According to the International Renewable Energy Agency, new solar and wind projects would soon cost less than many of the coal-fired power plants in the world, and policymakers will invest in them to improve economies despite the coronavirus.
Coal plants with a capacity of up to 1,200 gigawatts are likely to cost more to run by next year than new large-scale solar photovoltaic plants, the organization said, which advises countries to curb their use of fossil fuels.
“Renewables must be the backbone of national efforts to restart economies in the aftermath of the Covid-19 outbreak,” said Francesco La Camera, managing director of the Abu Dhabi-based agency, in a report Tuesday. “The energy transition has reached a significant turning point.”
Replacing 500 gigawatts of high-cost coal plants with solar and wind farms would reduce carbon emissions by about 1.8 gigatons, equivalent to 5 per cent of CO2 emissions in 2019, and save billions of dollars from consumers, Irena said.

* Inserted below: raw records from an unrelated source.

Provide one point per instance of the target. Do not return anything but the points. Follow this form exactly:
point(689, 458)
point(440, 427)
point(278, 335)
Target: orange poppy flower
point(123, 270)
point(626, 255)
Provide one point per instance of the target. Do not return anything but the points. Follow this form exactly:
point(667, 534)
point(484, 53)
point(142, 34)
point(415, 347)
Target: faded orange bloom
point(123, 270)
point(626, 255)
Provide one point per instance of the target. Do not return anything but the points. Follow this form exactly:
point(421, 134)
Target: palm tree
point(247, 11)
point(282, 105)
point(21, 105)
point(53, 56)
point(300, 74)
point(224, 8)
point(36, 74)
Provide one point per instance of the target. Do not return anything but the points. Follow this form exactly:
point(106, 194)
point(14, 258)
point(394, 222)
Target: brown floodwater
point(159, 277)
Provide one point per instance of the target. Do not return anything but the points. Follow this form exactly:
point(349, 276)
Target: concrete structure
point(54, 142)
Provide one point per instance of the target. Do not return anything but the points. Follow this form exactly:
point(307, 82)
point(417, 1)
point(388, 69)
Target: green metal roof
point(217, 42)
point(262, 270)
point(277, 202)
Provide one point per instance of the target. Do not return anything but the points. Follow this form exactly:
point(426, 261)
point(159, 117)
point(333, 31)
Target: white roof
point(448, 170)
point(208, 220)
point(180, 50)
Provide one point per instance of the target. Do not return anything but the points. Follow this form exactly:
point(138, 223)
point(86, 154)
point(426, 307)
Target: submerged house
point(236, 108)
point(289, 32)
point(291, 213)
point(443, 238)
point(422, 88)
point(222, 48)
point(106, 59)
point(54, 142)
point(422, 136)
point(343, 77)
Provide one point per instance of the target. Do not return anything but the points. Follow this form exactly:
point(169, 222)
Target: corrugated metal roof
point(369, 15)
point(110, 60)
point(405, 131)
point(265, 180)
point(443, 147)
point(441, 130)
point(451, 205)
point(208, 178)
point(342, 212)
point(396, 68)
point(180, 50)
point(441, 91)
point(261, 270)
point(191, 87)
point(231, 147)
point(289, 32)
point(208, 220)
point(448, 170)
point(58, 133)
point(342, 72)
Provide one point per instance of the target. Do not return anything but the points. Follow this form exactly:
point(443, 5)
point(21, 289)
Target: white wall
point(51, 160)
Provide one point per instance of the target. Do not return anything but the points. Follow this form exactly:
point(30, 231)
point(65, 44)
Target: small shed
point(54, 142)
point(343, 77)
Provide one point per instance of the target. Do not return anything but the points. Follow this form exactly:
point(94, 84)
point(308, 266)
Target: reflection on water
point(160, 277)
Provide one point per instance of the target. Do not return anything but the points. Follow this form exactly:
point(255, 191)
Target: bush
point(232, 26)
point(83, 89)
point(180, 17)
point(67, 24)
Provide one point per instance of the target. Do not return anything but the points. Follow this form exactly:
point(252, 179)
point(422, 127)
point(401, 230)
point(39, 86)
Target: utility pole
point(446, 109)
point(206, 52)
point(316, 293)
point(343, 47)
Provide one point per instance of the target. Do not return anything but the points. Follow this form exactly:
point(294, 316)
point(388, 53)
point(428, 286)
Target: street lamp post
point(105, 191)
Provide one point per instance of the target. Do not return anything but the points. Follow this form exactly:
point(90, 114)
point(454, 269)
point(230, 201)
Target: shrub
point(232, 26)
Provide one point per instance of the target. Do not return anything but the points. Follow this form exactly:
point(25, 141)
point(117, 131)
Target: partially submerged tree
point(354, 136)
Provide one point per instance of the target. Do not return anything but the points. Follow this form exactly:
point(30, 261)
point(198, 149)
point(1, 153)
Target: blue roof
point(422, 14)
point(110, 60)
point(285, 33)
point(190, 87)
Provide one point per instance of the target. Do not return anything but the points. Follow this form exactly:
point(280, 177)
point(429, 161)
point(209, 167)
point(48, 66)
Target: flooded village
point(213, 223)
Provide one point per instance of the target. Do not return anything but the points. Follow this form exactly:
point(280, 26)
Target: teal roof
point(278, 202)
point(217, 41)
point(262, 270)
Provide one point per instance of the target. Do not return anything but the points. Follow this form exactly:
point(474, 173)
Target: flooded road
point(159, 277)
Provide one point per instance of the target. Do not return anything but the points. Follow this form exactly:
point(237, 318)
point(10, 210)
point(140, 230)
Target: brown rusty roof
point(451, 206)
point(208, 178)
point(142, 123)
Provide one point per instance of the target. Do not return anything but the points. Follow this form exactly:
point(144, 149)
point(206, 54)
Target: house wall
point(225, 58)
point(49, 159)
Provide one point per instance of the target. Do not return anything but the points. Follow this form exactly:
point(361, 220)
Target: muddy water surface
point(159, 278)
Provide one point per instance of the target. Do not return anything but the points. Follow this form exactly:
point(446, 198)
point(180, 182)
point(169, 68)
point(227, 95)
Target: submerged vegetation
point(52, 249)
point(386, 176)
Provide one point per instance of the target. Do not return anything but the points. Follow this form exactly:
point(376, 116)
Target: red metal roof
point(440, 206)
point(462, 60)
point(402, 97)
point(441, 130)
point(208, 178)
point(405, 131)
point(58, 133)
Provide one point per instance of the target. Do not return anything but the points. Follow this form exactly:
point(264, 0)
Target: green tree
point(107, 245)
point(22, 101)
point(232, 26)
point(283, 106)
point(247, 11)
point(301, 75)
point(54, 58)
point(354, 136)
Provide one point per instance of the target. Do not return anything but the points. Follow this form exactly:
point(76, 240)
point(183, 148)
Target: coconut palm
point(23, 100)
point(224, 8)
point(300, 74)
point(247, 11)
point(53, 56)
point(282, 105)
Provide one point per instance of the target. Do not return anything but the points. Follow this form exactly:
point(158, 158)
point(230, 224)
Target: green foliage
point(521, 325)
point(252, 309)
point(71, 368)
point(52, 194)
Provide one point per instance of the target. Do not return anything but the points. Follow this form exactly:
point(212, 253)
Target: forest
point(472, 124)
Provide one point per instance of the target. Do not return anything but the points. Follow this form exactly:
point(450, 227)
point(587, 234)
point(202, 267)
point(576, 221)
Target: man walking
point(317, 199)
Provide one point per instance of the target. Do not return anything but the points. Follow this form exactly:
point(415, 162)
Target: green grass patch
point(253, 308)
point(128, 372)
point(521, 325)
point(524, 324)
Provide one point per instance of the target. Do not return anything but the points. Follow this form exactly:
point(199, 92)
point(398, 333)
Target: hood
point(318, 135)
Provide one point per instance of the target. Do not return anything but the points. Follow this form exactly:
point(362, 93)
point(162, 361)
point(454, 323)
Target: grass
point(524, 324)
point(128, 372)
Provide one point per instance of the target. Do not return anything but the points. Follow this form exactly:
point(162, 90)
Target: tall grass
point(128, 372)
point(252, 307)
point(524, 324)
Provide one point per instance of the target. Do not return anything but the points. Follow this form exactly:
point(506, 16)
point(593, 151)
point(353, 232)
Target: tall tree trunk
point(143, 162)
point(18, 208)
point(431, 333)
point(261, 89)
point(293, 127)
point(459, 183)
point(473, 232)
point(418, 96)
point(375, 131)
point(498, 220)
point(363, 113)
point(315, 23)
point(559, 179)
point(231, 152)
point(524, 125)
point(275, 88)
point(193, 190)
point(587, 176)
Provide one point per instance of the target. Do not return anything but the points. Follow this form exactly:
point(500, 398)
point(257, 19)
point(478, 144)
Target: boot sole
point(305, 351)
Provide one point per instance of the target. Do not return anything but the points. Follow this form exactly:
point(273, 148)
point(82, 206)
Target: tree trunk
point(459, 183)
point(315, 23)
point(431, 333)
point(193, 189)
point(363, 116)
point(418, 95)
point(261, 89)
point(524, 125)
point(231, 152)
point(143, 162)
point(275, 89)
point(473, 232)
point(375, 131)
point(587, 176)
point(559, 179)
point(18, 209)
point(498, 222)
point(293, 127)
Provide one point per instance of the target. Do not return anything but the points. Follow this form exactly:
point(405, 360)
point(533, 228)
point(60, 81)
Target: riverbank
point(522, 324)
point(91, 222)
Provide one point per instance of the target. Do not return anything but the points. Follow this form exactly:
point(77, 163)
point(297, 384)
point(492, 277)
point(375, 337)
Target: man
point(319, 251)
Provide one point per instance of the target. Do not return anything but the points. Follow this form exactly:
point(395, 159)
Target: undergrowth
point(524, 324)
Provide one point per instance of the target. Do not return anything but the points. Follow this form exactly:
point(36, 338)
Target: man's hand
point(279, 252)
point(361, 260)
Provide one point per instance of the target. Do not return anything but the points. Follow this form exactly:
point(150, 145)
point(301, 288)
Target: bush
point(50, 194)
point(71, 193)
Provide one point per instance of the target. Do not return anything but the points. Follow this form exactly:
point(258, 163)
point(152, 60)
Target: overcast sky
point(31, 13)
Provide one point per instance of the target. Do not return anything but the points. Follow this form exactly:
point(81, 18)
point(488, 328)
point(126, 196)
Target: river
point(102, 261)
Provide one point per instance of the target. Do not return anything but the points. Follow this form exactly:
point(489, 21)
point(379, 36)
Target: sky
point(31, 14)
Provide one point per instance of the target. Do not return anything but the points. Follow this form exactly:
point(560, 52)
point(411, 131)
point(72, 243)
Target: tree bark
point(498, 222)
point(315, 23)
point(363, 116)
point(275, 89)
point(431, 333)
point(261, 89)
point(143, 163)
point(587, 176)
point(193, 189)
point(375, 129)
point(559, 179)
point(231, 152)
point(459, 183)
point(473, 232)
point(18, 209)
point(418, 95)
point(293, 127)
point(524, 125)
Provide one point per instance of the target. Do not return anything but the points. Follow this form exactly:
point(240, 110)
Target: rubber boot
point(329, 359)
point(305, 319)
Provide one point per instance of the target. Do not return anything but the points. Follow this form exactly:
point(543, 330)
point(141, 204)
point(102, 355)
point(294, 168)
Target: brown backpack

Coal-generated power comes mostly from the USA, China, India, Poland, Germany, South Korea and Ukraine.
Speeding up the Trend
Irena expects the cost of installing renewables to continue to fall in 2021 — to $ 0.043-kilowatt hours for onshore wind, down 18 per cent from 2019, and down 42 per cent from last year to $0.039 / kWh for large photovoltaic plants.
“Returns from the auction show this process speeding up, strengthening the argument to phase out coal entirely,” Irena said.
Still, research from the Paris-based International Energy Agency suggests that this year, for the first time in two decades, new wind and solar power will fall as factory closures delay the construction of renewable facilities.
Solar and wind energy costs could be consistently cheaper by 2030, Irena said in January, than conventional supplies.
The phenomenon is largely down to technical breakthroughs and rising project size. Since 2010 photovoltaic power has decreased costs by 82 per cent and onshore wind by 39 per cent, according to Irena.